People really, really hate to waste.
I don't like to waste either. But let's just flip that around a little bit and look at waste from a different angle. Typically there are three types of “waste.”
Usable items If an item is usable, but you're not using it, it is being wasted since it is just sitting in your house right now. You could pass it along so someone else could use it, and it will no longer be wasted.
Broken or obsolete items If you have items that are broken or simply obsolete, it is likely that no one will ever use them again. These items are just wasting space in your home.
Items that bring up guilt or that you don’t like If you are holding on to things out of guilt or if you have items in your home that you don't even like, it's a wasted opportunity because those things are a distraction from what you actually like. They waste space and energy. If you get them out of your home, then the things that you actually care about have more space to be seen and used.
Where should I begin?
Start with the stuff that you don’t use or don't like, are broken or obsolete. This is the easy stuff – it's not sentimental. It doesn't have any dollar value. It's just taking up room and you might have even forgotten that it was there. Let go of what’s easy first, and then you can begin to see what you have left.
What about items that may be valuable?
Often we hang on to things because we think our special items might be worth a lot of money (or at least some money), or we may have been told that they were valuable.

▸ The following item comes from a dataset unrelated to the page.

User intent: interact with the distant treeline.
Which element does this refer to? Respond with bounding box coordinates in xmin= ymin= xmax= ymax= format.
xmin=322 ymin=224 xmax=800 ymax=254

But it often turns out that these treasures have little monetary value. I encourage clients to have an expert help them determine what an item is worth. If an item really is valuable, then the expert can often help you sell it.
What should I do with things that are beautiful and functional but I just don’t want them anymore?
So many of us have beautiful things that are usable, but we know we don't want them anymore. My clients really want these items to have a meaningful second life. Ideally these things can be passed along to someone that you love, who you know wants what you are offering.
Often, though, people in our lives don't want our things or don't have space for them. In this case, you can donate your belongings to someplace like Goodwill or to an organization in your community that is near and dear to your heart, where someone might actually be able to use these things.
For example, Clean Slate partners with Lund Family Center, a local non-profit. My home organizing and downsizing clients can give their belongings a meaningful second life by donating them to Lund to support young moms who are transitioning out of their residential program into independent living. These moms don't have a lot of resources, so when my clients pass along their household items, kitchen items, furniture, etc, we are able to use these donations to set up an apartment for a young mom. This allows her to not be as stressed about finances so she can just focus on her parenting.
I would encourage you to research opportunities in your community. I find that it is often easier to let go of items when we know that our things are going to be helping somebody in their life's journey.